Jeremy Thigpen: Yeah, Greg. Thank you. Yeah. We did answer that a little bit ago, but we can kind of reiterate it. I would say that we’ve been the most aggressive in the space at retiring assets. Of course, we have the largest fleet, but we continue to look at our fleet and analyze the assets that are currently stacked. We look at the cost to reactivate. We look at the time to reactivate. We look at what kind of day rates we think we could get and what kind of term, and constantly assess the fleet. And we’ll continue to do that as we move through the balance of this year.
Operator: And I’ll take our last question from Josh Jayne with Daniel Energy Partners. Please go ahead.

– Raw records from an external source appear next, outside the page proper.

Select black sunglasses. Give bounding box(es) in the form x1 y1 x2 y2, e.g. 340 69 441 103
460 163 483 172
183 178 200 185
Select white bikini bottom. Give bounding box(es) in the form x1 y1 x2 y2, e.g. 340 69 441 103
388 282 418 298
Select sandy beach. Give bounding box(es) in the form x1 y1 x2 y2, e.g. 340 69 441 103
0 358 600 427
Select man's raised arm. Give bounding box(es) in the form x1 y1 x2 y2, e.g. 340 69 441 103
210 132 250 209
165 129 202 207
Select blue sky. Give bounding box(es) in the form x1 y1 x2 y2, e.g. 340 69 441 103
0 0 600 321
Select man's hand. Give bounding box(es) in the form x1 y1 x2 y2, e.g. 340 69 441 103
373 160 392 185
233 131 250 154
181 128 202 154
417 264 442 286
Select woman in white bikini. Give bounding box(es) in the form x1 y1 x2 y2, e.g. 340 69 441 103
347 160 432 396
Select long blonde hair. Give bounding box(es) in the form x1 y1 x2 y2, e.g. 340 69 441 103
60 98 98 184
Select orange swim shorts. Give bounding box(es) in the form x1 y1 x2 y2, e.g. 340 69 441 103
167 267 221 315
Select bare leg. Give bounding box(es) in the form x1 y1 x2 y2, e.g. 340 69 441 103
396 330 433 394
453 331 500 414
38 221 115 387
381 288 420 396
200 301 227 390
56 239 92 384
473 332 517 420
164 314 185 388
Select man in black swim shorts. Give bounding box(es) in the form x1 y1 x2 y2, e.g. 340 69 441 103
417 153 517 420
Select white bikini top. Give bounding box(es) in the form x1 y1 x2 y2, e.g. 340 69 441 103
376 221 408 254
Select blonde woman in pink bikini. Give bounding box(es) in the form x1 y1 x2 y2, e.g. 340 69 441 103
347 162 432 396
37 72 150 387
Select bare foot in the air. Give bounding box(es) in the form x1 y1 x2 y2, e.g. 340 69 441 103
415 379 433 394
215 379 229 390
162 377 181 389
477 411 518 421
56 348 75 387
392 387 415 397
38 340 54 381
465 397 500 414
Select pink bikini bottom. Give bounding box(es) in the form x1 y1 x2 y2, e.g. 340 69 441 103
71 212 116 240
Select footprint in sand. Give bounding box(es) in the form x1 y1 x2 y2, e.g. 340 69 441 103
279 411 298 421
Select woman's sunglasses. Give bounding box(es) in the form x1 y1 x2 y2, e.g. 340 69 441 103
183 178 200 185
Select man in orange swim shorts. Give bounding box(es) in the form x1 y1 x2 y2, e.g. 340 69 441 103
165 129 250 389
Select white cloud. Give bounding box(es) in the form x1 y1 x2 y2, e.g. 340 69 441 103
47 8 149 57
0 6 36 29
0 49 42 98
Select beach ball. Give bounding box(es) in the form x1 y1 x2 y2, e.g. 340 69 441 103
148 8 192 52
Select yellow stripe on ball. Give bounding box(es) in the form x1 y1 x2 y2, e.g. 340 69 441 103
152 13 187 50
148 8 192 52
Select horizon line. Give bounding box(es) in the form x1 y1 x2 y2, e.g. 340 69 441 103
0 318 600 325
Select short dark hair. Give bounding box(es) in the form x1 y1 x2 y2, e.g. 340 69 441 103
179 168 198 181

Josh Jayne: Thanks. Good morning. First one, we’ve talked a lot over the last year about HaloGuard, and Jeremy, it’s something you’ve been big on the last few years, removing people from the rig floor, keeping them safe. You could just use this opportunity to talk about where we go from here with respect to technology and rig safety. Sort of what’s next and is there anything major you see implemented over the next couple of years?
Keelan Adamson: Sure. Thanks for the question. I’ll give it over to Keelan on that one. Yeah. That’s a very interesting question. I think obviously some great success with the deployment of HaloGuard, and we’re looking to get that much wider deployment across our fleets. And we have about a customer. We’ll fund those as we go forward. It’s an ongoing process. We look at where a major accident hazard activities take place and what trying to prevent and help our people have the right information at the right time to make decisions. So I would say any technology development that will assist our teams to do those things and prevent themselves from getting in harm’s way or assisting them in a critical decision moment by moment and day by day. That’s where we’ve been focusing our efforts in technology going forward.
Josh Jayne: And as my follow-up, talked about in the prepared remarks, Gulf of Mexico opportunities over the course of this year sort of and in the next year sort of being flattish. There were some thoughts maybe with the new administration might allow for drilling activity to pick up in the Gulf. Maybe your thoughts on what it would take for activity to grind higher there and just what are the puts and takes that could move things potentially higher in the gulf?
Jeremy Thigpen: Yeah. I think with a favorable administration, that’s obviously good for us. But, you know, these are long-dated projects. They take a while to materialize. A lot of sanction. And so even with favorable regulation, it’s probably gonna take a little bit of time to push projects forward and to increase demand in the Gulf. Certainly not a bad thing. It’s a positive thing. It just may take a little time. So I wouldn’t expect anything in the near term to materially move the needle, but over time, it certainly should be helpful.
Josh Jayne: Thanks. I’ll turn it back.
Operator: Thank you. And I’d like to turn the call over to Alison Johnson for any final or closing remarks.
Alison Johnson: Thank you, Margo. Thank you, everyone, for your participation on today’s call. We look forward to speaking with you again when we report our first quarter 2025 results. Have a good day.
Operator: Thank you. And ladies and gentlemen, that does conclude today’s program. We thank you for your participation. You may disconnect at any time.